The current party Chair Derek Brown recently announced he won’t be seeking a second term at this year’s organizing convention. Every two years the party holds an organizing convention to elect leadership — chair, vice chair, secretary, treasurer and national committeewoman and committeeman.
Somehow, Brown has been able to thread the needle of representing the Trump-led GOP while still maintaining class, decency, and levelheadedness. Not a small feat with Trump at the helm.
For example, the Utah GOP recently issued a press release supporting both Sen. Mike Lee and Sen. Mitt Romney after their opposing impeachment votes, noting “There is power in our differences as a political party.” That’s leadership.
Heck, we still have some in the party trying to censure Romney. Yet both factions of Utah’s GOP like Brown, and that’s saying a lot. I can only imagine what it took over the last two years to keep the party above this fray. He did it well, but I don’t blame him for leaving. It’s a thankless job.
He’s moving on, though, and the direction of Utah’s GOP is again up in the air. And you can be sure that many are ready to pounce.
But for me, the more things change, the more they stay the same. For instance, we have new leadership in state government who say they are committed to including women. They ran on the idea that state government is “missing women’s stories.” In fact, of course, the new lieutenant governor is a woman, and I know these issues are important to her.

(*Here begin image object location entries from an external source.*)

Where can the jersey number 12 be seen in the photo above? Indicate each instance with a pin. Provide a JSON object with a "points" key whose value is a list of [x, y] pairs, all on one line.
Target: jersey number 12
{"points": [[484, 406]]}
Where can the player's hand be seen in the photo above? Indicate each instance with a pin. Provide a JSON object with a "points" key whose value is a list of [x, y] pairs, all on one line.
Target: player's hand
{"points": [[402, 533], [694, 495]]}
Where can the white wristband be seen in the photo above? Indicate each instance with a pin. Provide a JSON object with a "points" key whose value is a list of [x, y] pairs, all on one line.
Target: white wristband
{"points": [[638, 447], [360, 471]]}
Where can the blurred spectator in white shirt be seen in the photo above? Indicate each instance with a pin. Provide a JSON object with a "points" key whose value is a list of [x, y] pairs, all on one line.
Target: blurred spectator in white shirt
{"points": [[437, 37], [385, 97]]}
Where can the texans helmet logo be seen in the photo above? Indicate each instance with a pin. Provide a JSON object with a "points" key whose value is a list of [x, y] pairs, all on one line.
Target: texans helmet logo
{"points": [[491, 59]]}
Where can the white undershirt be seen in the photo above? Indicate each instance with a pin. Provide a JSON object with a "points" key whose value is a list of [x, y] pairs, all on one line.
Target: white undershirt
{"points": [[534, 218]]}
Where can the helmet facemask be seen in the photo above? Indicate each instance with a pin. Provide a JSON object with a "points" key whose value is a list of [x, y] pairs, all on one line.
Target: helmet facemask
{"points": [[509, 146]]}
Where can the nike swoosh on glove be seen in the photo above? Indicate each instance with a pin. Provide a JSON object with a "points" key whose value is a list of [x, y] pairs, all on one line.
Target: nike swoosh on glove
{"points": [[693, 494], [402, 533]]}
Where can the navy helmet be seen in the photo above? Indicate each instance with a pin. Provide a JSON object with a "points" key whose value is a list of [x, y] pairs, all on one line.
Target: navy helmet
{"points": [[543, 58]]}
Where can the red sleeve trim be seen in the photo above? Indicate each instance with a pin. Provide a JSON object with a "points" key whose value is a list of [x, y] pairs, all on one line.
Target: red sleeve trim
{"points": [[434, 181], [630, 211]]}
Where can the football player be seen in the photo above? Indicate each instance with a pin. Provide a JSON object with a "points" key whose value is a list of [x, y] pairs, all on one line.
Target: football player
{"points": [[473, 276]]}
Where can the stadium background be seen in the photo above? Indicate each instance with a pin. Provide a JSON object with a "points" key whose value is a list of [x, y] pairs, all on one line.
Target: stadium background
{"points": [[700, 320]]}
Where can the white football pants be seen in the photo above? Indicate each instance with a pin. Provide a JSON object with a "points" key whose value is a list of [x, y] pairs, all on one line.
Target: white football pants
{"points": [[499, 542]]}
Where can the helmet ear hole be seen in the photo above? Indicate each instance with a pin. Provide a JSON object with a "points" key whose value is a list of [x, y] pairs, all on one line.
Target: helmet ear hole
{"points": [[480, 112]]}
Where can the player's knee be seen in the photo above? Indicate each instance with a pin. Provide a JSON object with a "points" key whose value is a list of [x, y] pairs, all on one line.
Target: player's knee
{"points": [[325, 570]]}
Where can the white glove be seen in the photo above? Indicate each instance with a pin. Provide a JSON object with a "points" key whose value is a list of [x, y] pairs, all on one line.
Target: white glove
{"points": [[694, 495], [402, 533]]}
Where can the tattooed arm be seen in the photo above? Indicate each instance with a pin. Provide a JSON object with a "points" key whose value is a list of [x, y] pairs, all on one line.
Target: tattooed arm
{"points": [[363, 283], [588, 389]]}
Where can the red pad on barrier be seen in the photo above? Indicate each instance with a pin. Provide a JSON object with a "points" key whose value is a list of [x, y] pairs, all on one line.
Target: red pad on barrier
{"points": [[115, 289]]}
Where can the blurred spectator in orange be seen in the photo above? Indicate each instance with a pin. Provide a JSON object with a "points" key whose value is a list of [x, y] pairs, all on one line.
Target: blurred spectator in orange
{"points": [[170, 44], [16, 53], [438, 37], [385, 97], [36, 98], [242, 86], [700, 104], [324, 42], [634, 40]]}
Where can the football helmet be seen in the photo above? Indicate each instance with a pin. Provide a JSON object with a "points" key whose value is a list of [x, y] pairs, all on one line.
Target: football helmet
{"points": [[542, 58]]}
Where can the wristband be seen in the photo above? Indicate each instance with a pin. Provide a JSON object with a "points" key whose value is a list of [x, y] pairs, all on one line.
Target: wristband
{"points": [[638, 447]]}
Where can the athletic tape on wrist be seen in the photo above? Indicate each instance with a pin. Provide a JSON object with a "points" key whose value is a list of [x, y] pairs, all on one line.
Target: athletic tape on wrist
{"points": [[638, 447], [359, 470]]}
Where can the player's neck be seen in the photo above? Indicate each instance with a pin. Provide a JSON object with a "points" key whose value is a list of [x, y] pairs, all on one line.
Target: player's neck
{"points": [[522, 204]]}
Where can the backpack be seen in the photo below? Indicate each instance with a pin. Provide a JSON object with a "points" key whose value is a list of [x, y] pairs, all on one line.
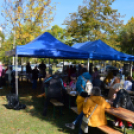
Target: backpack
{"points": [[54, 89], [88, 87]]}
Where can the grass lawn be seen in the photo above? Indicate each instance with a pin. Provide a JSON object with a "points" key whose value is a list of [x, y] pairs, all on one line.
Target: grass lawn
{"points": [[30, 120]]}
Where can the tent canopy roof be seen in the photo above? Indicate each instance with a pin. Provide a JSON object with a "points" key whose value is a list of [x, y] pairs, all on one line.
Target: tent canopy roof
{"points": [[46, 46], [100, 50]]}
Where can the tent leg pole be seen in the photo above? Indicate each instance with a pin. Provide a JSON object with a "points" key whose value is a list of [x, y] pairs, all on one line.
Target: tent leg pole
{"points": [[49, 65], [16, 74], [88, 64], [63, 66]]}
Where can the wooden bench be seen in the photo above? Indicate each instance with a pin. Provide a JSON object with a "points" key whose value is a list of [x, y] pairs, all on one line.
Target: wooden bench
{"points": [[56, 104], [105, 129]]}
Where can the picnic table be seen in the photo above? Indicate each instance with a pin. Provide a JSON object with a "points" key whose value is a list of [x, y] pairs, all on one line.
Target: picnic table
{"points": [[123, 114], [70, 95]]}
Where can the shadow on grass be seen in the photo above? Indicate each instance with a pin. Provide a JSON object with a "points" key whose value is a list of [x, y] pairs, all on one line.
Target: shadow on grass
{"points": [[35, 108]]}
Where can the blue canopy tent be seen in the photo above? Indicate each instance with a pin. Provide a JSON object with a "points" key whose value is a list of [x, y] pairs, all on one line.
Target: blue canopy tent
{"points": [[101, 51], [46, 46]]}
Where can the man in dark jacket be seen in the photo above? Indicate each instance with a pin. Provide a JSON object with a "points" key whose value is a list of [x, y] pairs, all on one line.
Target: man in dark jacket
{"points": [[54, 89], [123, 100]]}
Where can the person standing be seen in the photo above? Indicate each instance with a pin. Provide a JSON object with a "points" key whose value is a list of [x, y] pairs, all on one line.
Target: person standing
{"points": [[35, 77], [42, 68], [0, 75], [28, 70]]}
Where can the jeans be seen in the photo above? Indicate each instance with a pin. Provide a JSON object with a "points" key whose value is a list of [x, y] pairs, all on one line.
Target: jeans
{"points": [[79, 119], [34, 86]]}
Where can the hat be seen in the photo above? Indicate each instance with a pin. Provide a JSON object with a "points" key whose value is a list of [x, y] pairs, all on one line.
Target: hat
{"points": [[116, 86]]}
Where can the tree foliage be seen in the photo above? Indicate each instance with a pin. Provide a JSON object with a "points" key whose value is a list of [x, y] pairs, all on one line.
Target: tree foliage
{"points": [[95, 20], [27, 19], [127, 37], [60, 34]]}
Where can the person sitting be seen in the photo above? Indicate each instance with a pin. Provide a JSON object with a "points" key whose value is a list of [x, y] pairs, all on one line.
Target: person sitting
{"points": [[65, 82], [82, 79], [35, 73], [128, 83], [98, 118], [113, 89], [123, 100], [54, 89], [28, 71], [8, 74], [108, 78], [96, 78], [42, 70], [80, 88], [72, 83]]}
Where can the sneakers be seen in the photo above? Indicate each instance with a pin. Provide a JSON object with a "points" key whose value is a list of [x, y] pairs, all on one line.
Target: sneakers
{"points": [[122, 127], [70, 125], [130, 127], [115, 123]]}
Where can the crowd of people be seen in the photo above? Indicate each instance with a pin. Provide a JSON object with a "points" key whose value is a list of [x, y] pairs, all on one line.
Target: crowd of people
{"points": [[117, 96], [88, 87]]}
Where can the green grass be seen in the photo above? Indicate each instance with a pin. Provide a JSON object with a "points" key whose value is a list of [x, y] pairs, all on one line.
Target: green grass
{"points": [[30, 120]]}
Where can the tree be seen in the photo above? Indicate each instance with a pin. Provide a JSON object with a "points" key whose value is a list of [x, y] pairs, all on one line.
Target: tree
{"points": [[95, 20], [2, 36], [27, 19], [60, 34], [127, 37]]}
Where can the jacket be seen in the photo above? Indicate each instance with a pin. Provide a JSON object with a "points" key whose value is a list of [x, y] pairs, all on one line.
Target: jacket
{"points": [[98, 118], [108, 78], [35, 74], [79, 103], [80, 82], [123, 100]]}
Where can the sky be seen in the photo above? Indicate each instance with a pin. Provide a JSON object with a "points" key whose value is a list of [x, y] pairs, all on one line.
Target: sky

They even declared March 8 as “Women’s Day” in Utah. The declaration stated that “women are leading contributors to Utah’s prominence on the economic world stage.” And “Utah women own over 89,000 businesses — they are innovators, and employ people in every industry sector across the state.” And “Utah women comprise nearly 45% of the state’s workforce” and “control a majority of the consumer purchasing power.”
Yet when Utah GOP leaders appointed members to one of the most important commissions in the next 10 years — the Independent Redistricting Commission — Utah Republicans didn’t think to appoint one woman. I guess they’re leaving that important job to the Utah Democrats, who appointed at least two — the only two out of seven members.

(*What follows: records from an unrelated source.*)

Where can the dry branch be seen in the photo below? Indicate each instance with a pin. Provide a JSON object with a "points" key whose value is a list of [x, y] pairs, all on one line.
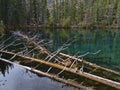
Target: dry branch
{"points": [[50, 76], [84, 74]]}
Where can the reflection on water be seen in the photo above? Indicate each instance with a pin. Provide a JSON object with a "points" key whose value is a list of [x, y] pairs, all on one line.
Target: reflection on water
{"points": [[108, 41], [22, 79], [4, 67]]}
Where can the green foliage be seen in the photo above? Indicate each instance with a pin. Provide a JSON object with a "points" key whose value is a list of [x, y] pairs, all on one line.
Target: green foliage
{"points": [[60, 12], [2, 28]]}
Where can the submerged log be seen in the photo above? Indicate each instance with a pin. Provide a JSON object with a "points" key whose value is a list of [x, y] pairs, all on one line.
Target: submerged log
{"points": [[50, 76], [84, 74], [68, 56], [91, 64]]}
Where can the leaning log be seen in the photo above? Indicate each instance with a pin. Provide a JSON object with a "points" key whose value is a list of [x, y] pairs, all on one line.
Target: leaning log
{"points": [[91, 64], [50, 76], [105, 81], [68, 56]]}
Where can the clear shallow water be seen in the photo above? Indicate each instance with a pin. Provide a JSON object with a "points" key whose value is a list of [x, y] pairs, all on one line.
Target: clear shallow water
{"points": [[108, 41], [105, 41], [13, 77]]}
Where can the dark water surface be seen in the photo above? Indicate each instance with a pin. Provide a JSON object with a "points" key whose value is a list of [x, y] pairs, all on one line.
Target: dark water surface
{"points": [[107, 42], [13, 77]]}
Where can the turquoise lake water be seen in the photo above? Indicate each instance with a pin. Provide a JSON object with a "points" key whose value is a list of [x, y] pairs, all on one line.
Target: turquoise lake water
{"points": [[102, 46]]}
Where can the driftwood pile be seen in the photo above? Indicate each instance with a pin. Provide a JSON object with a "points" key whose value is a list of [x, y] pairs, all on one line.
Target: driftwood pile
{"points": [[56, 59]]}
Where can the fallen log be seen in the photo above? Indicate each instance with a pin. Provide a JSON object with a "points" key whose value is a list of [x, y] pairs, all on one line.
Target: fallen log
{"points": [[105, 81], [91, 64], [50, 76], [68, 56]]}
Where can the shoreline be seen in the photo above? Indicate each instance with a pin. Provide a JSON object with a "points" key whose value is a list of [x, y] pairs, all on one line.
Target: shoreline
{"points": [[60, 27]]}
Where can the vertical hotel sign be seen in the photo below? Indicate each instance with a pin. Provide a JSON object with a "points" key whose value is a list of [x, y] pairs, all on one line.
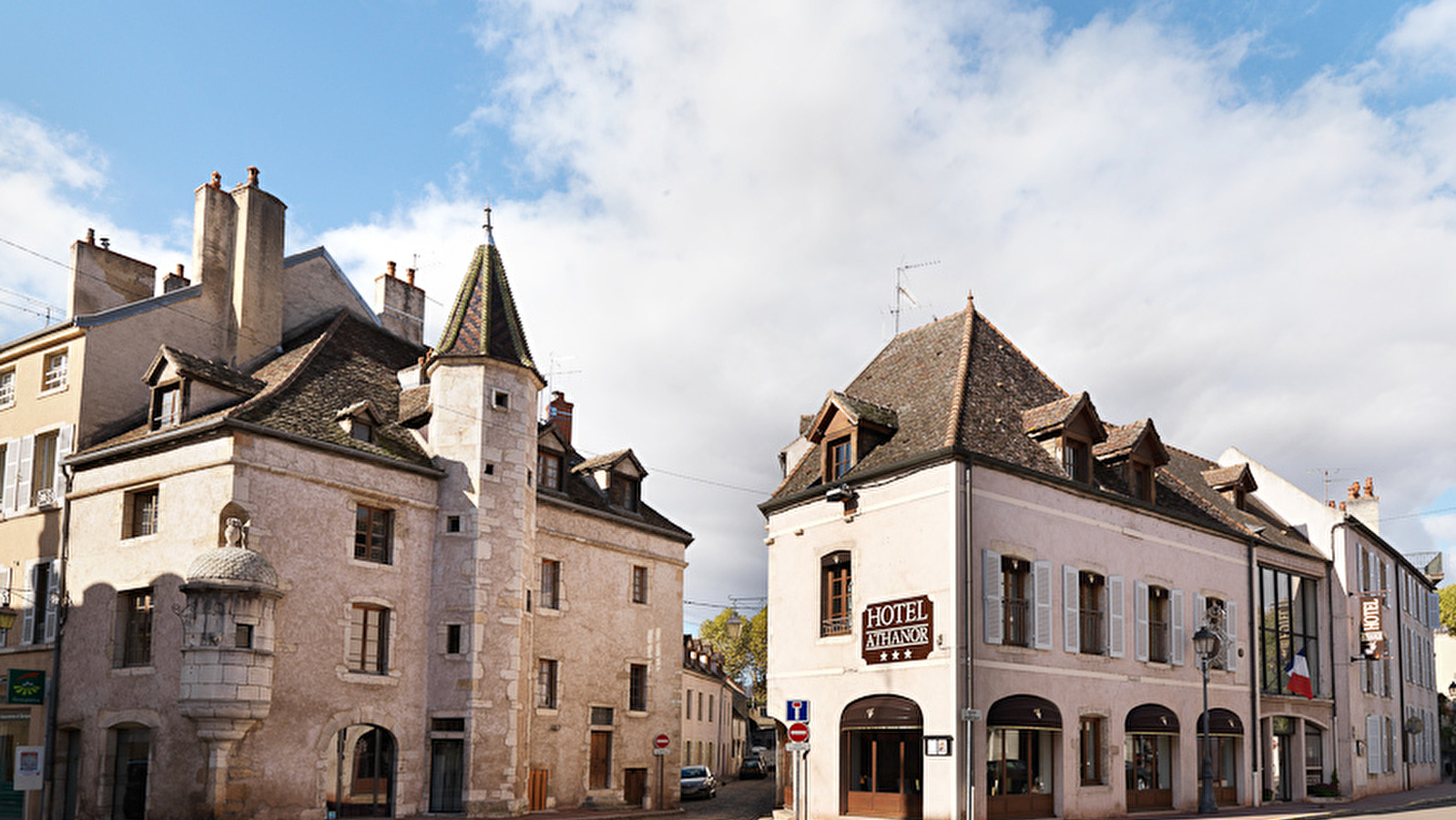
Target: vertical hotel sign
{"points": [[897, 630], [1372, 627], [26, 686]]}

And I get it. Each leader only had one spot to appoint, after all. (*Sarcasm, for those in the back)
Gov. Spencer Cox recently recognized on Twitter that “When women are outnumbered in groups, they speak about 75% less than men and are interrupted more often.”

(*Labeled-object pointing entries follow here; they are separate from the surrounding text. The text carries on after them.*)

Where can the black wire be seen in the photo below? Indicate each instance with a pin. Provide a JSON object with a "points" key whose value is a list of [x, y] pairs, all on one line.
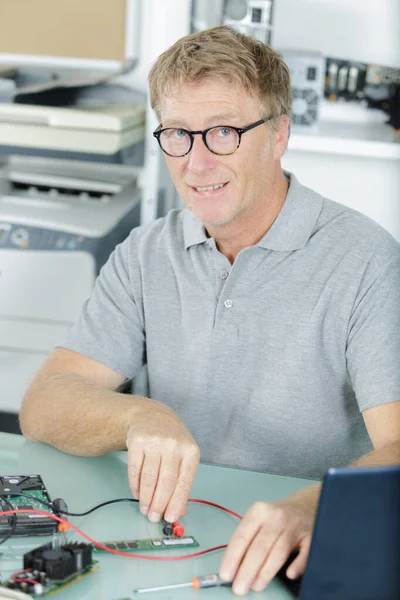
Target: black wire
{"points": [[70, 514], [13, 520]]}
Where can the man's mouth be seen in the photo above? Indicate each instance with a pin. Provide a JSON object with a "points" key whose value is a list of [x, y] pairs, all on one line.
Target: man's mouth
{"points": [[209, 188]]}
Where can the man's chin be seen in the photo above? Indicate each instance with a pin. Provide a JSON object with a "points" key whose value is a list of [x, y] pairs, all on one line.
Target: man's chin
{"points": [[209, 220]]}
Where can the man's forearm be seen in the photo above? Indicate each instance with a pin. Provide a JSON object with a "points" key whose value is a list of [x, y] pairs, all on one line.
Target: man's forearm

I guess our GOP leaders don’t want women’s voices elevated on the redistricting commission.
Sure, we have a new cabinet filled with competent, smart women helping to run state government. And I’m certainly thankful for that. But we have to come to a place where women are included on every commission and committee, especially the important ones. And we aren’t there yet.
I think it’s time we have a woman at the head of Utah’s GOP. And I’m calling on every male leader in the state to make sure that happens. Recruit a competent woman to run. Donate money to her campaign. Call the delegates for her. Let’s see what Utah’s GOP can really do for good in this state.
And no, I’m not angling for support to run for the position myself. I tried that once, years ago. I was a current party officer and the chair expressed his intent not to run again. The vice chair also did not want the position. I put it out there that I wanted to run. Sen. Lee supported me almost immediately. I was grateful for that. Sen. Orrin Hatch wasn’t involved. But then-Gov. Gary Herbert wouldn’t support my candidacy. He was trying to recruit a guy who had run for chair two years prior and lost, even though the guy wasn’t interested.
I was a current party officer wanting to run for chair and the governor wouldn’t support me. Sure, I was married to a guy who was suing him at the time, but the governor kept saying he supported that lawsuit. And it shouldn’t have mattered who I was married to.
The point is, even when the party had a woman who had the “experience” — I was a current party officer — and the interest and the drive and the capability, the party leaders refused to support the woman.
Let’s be better. Let’s elect a woman to lead Utah’s GOP. It won’t be the first time. But it will be the right time.
Michelle Quist is a Salt Lake City attorney and a columnist for The Salt Lake Tribune.